Monday 25th June 2012

8.55am

Bichard Building Supplies

On Monday morning I arrive to the office expecting to discover a notice of dismissal on my desk, but Piers is acting so bizarrely. It’s almost like he’s pretending nothing happened; he doesn’t allude to our time in the VIP Room at all. I feel strangely shy, finding it faintly unbelievable that my boss has seen me naked, but it doesn’t seem to be bothering him at all. He only emerges from his office a few times during the day to fire instructions off at me, but other than that I barely see him. At five to five, however, the phone rings. When I pick it up, it’s him.

“Emilia, I’d like you to come to my office before you leave for the day,” he says.

“Yes, Mr Bichard,” I reply, and obediently I walk down the corridor. When I arrive in his doorway, he looks up from the papers on his desk.

“Come in and close the door behind you,” he says, firmly. I do as he instructs, my heart racing.

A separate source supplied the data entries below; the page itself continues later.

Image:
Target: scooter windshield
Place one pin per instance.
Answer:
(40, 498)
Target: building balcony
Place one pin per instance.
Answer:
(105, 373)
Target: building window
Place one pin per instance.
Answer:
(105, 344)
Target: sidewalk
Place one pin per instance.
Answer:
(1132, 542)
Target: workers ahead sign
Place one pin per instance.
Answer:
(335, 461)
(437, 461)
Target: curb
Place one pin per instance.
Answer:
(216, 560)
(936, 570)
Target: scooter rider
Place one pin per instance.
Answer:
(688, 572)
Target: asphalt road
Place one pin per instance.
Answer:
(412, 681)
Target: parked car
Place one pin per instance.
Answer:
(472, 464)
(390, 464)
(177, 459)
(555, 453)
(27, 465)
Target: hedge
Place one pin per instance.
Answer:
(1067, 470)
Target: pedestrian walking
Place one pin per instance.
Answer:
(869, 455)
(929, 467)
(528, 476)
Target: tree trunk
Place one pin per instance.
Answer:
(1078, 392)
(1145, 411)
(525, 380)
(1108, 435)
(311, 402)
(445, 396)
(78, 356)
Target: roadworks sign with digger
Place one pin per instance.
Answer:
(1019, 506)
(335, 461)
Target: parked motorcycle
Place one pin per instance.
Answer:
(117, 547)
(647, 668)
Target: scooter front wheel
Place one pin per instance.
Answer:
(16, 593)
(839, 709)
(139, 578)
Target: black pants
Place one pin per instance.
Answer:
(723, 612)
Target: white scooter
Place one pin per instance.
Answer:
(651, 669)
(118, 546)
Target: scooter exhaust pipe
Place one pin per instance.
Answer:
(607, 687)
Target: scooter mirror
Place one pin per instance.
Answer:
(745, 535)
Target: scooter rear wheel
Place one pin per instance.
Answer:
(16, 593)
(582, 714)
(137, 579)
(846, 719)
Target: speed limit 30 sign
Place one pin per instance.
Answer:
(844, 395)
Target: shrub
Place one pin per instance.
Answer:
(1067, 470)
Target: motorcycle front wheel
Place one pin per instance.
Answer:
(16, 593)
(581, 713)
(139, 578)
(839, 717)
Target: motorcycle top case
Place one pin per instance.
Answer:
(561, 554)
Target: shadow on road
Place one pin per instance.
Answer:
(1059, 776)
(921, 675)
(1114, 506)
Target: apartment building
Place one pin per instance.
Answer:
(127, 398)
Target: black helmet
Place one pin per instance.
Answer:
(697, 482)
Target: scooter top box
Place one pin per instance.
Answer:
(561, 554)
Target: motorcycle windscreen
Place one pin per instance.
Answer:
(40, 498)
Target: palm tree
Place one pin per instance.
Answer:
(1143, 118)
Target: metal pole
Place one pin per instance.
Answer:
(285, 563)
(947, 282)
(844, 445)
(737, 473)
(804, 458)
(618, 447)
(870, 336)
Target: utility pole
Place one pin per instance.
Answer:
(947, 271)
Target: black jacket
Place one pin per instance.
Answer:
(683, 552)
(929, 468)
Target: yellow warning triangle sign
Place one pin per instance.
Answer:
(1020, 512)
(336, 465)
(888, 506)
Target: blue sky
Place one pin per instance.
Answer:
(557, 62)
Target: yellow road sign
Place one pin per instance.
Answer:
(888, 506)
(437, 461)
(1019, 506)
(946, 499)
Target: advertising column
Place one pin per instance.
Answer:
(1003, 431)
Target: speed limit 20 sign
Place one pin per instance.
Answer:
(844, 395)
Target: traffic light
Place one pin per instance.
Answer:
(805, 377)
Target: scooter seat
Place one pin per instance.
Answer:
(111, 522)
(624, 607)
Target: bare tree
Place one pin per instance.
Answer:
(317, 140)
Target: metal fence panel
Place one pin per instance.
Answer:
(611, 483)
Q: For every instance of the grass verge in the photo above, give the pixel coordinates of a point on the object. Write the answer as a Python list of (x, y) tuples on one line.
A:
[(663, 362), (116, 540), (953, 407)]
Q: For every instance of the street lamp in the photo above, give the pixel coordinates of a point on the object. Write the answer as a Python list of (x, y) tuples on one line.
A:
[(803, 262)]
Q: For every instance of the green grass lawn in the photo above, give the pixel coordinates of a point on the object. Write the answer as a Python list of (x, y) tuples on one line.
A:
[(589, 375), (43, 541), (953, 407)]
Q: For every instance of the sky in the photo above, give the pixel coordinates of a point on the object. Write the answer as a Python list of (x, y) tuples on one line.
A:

“Sit down,” he says, gesturing to the chair in front of his desk. I sit.

“As my employee, you have a duty to inform me of your diagnosis,” he says to me. This takes me aback; it’s not what I expected him to say.

“My di… I’m sorry?” I say, stumbling over my words.

“Your diagnosis of amnesia,” he replies shortly.

Realisation kicks in. “I don’t have amnesia,” I say, softly.

“Oh, so you do remember our conversation in which you agreed not to work in a strip club any more?” he says sardonically.

“Yes,” I reply, in a tiny voice.

“And yet you chose to continue working there, disregarding the wishes of your employer?”

“Yes,” I say again.

He leans back in his chair, examines me with an unreadable expression on his face.

“What is it that made you so disobedient?” he asks me. When I don’t answer, he speaks again. “I think I know…”

He quietly gets up from his seat, walks around to my side of the table, stands behind me. I’m tense, unsure of what will happen next.